In this lecture devoted to surrealist sewing machines and the surrealist movement’s interest in female masturbation as a form of social-sexual resistance, art historian Abigail Susik will share research from her new book, Surrealist Sabotage and the War on Work (Manchester University Press, October 2021). Focusing on paintings and objects by the Canarian artist Óscar Domínguez, as well as other surrealist artworks from the 1930s, this talk will uncover some of the secrets of surrealism’s sewing machines and its other objects of self-pleasure and autoeroticism.

Abigail Susik

is Associate Professor of Art History at Willamette University and author of Surrealist Sabotage and the War on Work (2021). She has written numerous essays devoted to Surrealism and is co-editor of Absolutely Modern Mysteries: Surrealism and Film After 1945 (2021) and Radical Dreams: Surrealism, Counterculture, Resistance (2021). She is co-curator of the 2021–22 exhibition Alan Glass: Surrealism’s Secret at Leeds Arts University and also curated a major survey of Imogen Cunningham’s photographs at the Hallie Ford Museum of Art, Salem, OR, in 2016. Susik is a founding board member of the International Study for the Society of Surrealism and co-organised its 2018 and 2019 conferences.

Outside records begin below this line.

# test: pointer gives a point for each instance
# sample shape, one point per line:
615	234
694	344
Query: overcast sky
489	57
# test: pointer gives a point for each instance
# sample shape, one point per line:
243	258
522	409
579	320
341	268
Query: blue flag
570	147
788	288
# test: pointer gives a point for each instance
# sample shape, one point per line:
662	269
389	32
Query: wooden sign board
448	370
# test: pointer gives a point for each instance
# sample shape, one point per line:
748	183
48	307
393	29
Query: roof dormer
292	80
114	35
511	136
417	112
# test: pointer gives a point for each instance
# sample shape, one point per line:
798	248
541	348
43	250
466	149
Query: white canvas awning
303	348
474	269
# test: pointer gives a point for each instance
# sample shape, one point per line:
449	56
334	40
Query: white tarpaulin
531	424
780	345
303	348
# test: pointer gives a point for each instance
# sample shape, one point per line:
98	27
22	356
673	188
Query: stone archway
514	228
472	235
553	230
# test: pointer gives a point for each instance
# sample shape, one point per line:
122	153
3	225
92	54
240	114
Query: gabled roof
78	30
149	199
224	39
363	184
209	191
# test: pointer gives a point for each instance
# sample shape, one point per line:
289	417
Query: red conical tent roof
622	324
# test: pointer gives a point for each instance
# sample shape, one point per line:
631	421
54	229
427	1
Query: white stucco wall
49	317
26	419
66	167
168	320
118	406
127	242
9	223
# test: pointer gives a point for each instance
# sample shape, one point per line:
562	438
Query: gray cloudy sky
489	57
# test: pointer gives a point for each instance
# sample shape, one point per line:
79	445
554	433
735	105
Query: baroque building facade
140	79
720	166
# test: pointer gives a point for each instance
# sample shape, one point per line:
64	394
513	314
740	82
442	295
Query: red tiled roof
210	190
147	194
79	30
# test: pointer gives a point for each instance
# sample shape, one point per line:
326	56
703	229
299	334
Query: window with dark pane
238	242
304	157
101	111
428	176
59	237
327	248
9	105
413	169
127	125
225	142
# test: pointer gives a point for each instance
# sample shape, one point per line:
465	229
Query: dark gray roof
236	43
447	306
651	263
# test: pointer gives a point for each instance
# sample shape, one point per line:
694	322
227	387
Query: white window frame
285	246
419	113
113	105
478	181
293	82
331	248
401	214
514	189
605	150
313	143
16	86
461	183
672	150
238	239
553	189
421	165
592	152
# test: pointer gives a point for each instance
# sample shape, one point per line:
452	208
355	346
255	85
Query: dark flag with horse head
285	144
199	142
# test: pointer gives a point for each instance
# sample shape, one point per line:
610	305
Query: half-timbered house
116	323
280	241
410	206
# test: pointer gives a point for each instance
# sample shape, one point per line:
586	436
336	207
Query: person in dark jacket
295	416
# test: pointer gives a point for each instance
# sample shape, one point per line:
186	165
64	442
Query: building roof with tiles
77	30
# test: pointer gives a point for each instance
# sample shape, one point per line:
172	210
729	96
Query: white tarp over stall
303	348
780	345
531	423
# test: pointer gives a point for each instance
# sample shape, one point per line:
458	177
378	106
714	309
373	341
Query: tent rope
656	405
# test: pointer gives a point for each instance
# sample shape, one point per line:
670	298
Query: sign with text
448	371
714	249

New Orleans Voodoo, A fully illustrated lecture by Dr Louise Fenton

When walking around the Vieux Carré, the French Quarter, in New Orleans, there is the sound of Jazz, steamy heat and Voodoo. In this lecture Dr Louise Fenton will take you on a journey through the history of Voodoo, explaining how it evolved in this part of the USA. She will introduce you to key figures such as Dr John and Marie Laveau, show you key sites both within the French Quarter and beyond, take a look at Voodoo dolls and how Voodoo permeates the very soul of New Orleans. This lecture will introduce some of the practitioners in the Quarter now and discuss how people incorporate Voodoo into their daily life. By exploring literature, tourist guides, shops and Museums Louise will also show how Voodoo has been represented and how the authentic Voodoo can be differentiated from the tourist version.

Dr Louise Fenton is a senior lecturer at the University of Wolverhampton and a cultural and social historian. She teaches contextual studies in the School of Art and supervises PhD students; she is also an artist and illustrator and uses drawing within her research. Her interest in New Orleans Voodoo began when studying for her PhD which she was awarded from the University of Warwick in 2010. Most recently Louise has appeared on the BBC Radio 4 programme, ‘Beyond Belief’ and is a consultant on a new drama for BBC 3. Her research covers Haitian Vodou, New Orleans Voodoo and Witchcraft, especially curses and cursed objects.